A box contains n balls coloured 1 to n. Each time you pick two balls from the bin – the first ball and the second ball, both uniformly at random and you paint the second ball with the colour of the first. Then, you put both balls back into the box. What is the expected number of times this needs to be done so that all balls in the box have the same colour?
Answer (Spoiler put through rot13.com): Gur fdhner bs gur dhnagvgl gung vf bar yrff guna a.
Someone asked me this puzzle some four years back. I thought about it on and off but I have not been able to solve it. I was told the answer though and I suspect there may be an elegant solution.
Thanks.
Best Answer
It can probably be done by looking at the sum of squares of sizes of color clusters and then constructing an appropriate martingale. But here's a somewhat elegant solution: reverse the time!
Let's formulate the question like that. Let $F$ be the set of functions from $\{1,\ldots,n\}$ to $\{1,\ldots,n\}$ that are almost identity, i.e., $f(i)=i$ except for a single value $j$. Then if $f_t$ is a sequence of i.i.d. uniformly from $F$, and $$g_t=f_1 \circ f_2 \circ \ldots \circ f_t$$ then you can define $\tau= \min \{ t | g_t \verb"is constant"\}$. The question is then to calculate $\mathbb{E}(\tau)$.
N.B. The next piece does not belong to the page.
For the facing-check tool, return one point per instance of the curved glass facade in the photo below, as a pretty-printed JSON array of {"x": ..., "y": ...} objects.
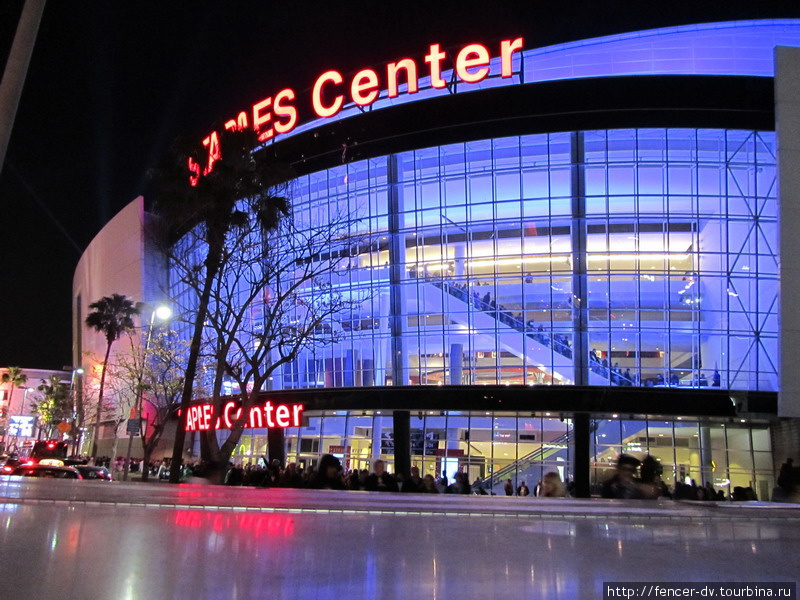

Now, one can also define the sequence $$h_t=f_t \circ f_{t-1} \circ \ldots \circ f_1$$ That is, the difference is that while $g_{t+1}=g_t \circ f_{t+1}$, here we have $h_{t+1}=f_{t+1} \circ h_t$. This is the time reversal of the original process.
Obviously, $h_t$ and $g_t$ have the same distribution so $$\mathbb{P}(h_t \verb"is constant")=\mathbb{P}(g_t \verb"is constant")$$ and so if we define $\sigma=\min \{ t | h_t \verb"is constant"\}$ then $\sigma$ and $\tau$ have the same distribution and in particular the same expectation.
Now calculating the expectation of $\sigma$ is straightforward: if the range of $h_t$ has $k$ distinct values, then with probability $k(k-1)/n(n-1)$ this number decreases by 1 and otherwise it stays the same. Hence $\sigma$ is the sum of geometric distributions with parameters $k(k-1)/n(n-1)$ and its expectation is $$\mathbb{E}(\sigma)=\sum_{k=2}^n \frac{n(n-1)}{k(k-1)}= n(n-1)\sum_{k=2}^n \frac1{k-1} - \frac1{k} = n(n-1)(1-\frac1{n}) = (n-1)^2 .$$